Sunday, May 15, 2011

How to shorten the lifespan of your hand mixer. [Castella (Japanese Sponge Cake) Recipe]

We recently acquired a Kitchen-Aid stand mixer at the school I work at. Excited by the new purchase, my coworker and I took it on a test run with our students. We made strawberry thumbprint cookies and egg white cake. I'm pretty sure I wet myself when I used the new tool to dominate the egg whites. It's a beast and I'd do anything to get one into my house. After the near death experience for my hand mixer during the creation of marshmallows, I thought about purchasing a stand mixer. After using and witnessing the speed, power, efficiency, and sexiness of a stand mixer, it's not an "if" anymore. It is a MUST!

Too bad I didn't have a stand mixer in my possession when I was making the castella sponge cake, because the technique this recipe required nearly choked the life out of my hand mixer. The hand mixer was agreeable, felt healthy, and worked well in the beginning, but at the 15 minute mark, the mixer began wheezing. By 20 minutes, it was begging for a break. When 30 minutes hit, the mixer was coughing, grinding it's motor, and running a high fever. Lucky for me, the batter reached the proper consistency before the mixer experienced a heart attack.

Was the near death experience with my mixer worth it? Yes. The cake was chewy and dense with a lovely scent of honey sweetness. It was a tad too sweet for me so I will probably cut down on the honey glaze next time or add matcha powder into the batter to help cut the sweetness. (I did mix some of the leftover batter with matcha powder and I loved the taste of it.)

Kasutera (Castella)
originally from JustHungry

My Notes
(1) Please read recipe completely before beginning.
(2) Please use a stand mixer if you don't want to shorten the lifespan of your hand mixer.
(3) If using a hand mixer, use the largest bowl you can find, the batter will expand considerably. Near the end,  the batter was on the very edge of the bowl and bits of it was sloshing out.
(4) A 8x8 inch dish works fine, you'll have some leftover batter that can be baked in ramekins.
(5) A gallon sized Ziploc bag fits a 8x8 inch cake.

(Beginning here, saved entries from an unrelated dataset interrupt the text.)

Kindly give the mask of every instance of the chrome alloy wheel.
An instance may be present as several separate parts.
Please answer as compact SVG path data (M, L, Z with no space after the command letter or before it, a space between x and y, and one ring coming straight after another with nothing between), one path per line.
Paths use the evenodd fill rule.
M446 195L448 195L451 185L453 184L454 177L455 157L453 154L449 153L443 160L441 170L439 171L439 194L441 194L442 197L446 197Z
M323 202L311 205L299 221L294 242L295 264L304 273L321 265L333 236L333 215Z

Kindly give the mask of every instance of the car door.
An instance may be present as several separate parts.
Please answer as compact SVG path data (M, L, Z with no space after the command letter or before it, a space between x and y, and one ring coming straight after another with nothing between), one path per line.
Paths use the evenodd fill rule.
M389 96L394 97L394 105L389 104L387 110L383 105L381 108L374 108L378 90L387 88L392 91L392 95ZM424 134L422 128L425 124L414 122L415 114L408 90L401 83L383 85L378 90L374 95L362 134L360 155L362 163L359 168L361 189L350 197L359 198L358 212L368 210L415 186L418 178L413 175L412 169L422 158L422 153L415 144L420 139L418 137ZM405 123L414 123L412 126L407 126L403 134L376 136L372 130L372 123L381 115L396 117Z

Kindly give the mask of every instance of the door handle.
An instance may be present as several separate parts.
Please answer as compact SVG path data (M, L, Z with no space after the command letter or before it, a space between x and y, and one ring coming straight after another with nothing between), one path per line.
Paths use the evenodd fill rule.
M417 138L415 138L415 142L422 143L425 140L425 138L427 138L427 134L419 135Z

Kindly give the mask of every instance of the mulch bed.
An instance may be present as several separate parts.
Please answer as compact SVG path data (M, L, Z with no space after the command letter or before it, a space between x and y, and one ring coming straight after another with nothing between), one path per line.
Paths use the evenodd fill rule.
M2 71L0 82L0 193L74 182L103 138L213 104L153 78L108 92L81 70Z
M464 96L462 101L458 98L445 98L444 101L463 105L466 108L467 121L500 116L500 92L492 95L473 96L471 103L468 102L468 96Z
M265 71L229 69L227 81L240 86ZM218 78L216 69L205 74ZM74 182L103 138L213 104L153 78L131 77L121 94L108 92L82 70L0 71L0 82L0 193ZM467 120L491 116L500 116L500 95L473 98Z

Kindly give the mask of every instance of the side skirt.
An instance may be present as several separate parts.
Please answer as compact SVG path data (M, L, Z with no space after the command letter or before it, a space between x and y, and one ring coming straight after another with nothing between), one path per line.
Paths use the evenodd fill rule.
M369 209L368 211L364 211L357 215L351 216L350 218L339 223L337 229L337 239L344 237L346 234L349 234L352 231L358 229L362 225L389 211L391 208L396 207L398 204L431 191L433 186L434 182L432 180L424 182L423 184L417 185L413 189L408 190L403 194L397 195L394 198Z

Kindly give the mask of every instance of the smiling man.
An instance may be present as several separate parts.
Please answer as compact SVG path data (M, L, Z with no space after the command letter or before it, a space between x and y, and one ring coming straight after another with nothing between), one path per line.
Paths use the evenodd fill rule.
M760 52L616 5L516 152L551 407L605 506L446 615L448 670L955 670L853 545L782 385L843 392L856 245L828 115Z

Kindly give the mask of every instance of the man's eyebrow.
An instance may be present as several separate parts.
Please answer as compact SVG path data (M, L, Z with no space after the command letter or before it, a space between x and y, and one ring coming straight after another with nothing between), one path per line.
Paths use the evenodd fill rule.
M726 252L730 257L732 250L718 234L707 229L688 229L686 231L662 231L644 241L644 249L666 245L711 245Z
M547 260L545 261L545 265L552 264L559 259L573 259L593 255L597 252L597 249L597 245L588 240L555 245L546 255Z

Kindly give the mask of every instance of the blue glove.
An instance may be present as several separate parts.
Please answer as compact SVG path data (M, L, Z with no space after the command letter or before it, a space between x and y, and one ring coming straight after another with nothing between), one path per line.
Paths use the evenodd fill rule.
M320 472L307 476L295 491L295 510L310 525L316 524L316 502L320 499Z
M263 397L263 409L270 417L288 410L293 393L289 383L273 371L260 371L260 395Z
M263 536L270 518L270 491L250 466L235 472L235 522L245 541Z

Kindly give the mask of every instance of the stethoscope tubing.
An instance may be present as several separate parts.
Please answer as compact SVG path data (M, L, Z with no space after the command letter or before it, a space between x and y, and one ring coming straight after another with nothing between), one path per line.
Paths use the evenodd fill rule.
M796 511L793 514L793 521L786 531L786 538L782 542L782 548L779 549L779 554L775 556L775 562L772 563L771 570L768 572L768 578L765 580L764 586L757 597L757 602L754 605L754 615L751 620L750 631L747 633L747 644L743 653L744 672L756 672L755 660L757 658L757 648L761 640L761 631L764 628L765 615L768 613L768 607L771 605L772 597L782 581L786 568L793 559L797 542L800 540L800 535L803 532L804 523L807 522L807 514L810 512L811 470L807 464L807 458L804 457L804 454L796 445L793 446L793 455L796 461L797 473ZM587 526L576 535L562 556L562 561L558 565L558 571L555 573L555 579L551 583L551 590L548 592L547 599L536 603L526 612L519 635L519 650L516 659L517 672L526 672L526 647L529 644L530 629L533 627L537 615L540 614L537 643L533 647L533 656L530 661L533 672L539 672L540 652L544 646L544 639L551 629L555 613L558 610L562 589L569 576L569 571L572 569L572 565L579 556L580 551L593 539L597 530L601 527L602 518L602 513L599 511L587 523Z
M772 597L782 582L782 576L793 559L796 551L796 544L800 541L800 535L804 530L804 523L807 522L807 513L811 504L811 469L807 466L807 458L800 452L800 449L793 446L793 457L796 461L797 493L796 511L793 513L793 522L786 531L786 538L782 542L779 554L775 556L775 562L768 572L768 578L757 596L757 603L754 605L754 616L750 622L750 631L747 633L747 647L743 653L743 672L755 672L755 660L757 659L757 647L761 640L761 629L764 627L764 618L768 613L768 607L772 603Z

8 whole "large" (55g) eggs
300g (10.5 oz) raw cane sugar (In a pinch, use regular granulated sugar), plus a little extra sugar for sprinkling
200g (7 oz) all-purpose or bread flour (not cake flour), sift twice
100cc (about 1/2 cup, or 3.5 fluid oz) milk
4 TBSP honey, plus one extra TBSP. for the top

  1. Preheat the oven to 170°C / 340°F, or 150°C / 300°F if you're using a convection oven.
  2. Cut the parchment paper so that it's large enough to fit the bottom and sides of the cake pan with a little excess. Fold it in until it completely covers the bottom and sides, leaving a little hanging over. (To make it stick to the pan, smear a little butter or shortening on the pan first.) Sprinkle a little sugar over the bottom, on top of the paper.
  3. Fill the pot with water and bring to a boil, then turn off the heat.
  4. Mix together the milk and 4 tablespoons of honey. It helps if you warm it up for a few seconds in the microwave.
  5. Break the eggs into the bowl and whisk. Add the sugar. Start whisking this while holding the bowl over the pot of hot water. As soon as the mixture feels lukewarm to the touch, take it off the water and continue whisking. If it cools down again, put it back on the hot pot of water to warm it up. To get the best texture, whisk mixture on lowest setting; it took me around 35 minutes on the lowest setting. If using a stand mixer, take the bowl and whisk by hand while it warms up above the pot. Once mixture is warm, return it to the stand and whisk on low until cool, then return it back to pot. 
  6. Continue this process until the batter is thick and forms soft peaks when you lift up the whisk. Final test: write initials on surface with whisk and the batter should hold it long enough to be read before it disappears. 
  7. Whisk in the milk and honey mixture. Add the flour a tablespoon at a time, beating on lowest setting until there are no pockets of flour (you can also mix this part by hand).
  8. Pour the batter to the very top of the pan. Bake in oven for approximately 45 to 50 minutes. Check by sticking a knife or toothpick in middle. If it comes out clean, it's done. 
  9. Five minutes before cake is done, mix together the 1 tablespoon of honey and a water, to make a glaze. Warm it up in the microwave for 10 to 15 seconds. 
  10. As soon as the cake is out of the oven, brush the top with the honey-water glaze.
  11. When it's cool enough to handle but still warm (about 15 minutes), lift it out of the pan, paper and all, and put into a plastic bag. Seal the bag and put into the refrigerator, for at least several hours. This step is critical to ensure the kasutera has a moist texture. If you let it cool to room temperature before putting it in the plastic bag, it will end up a bit dry.
  12. To serve, use a very sharp knife to make clean cuts. Use only one cutting motion for each side of the cake. Do not use a sawing motion if you don't want an ugly edge to your cake.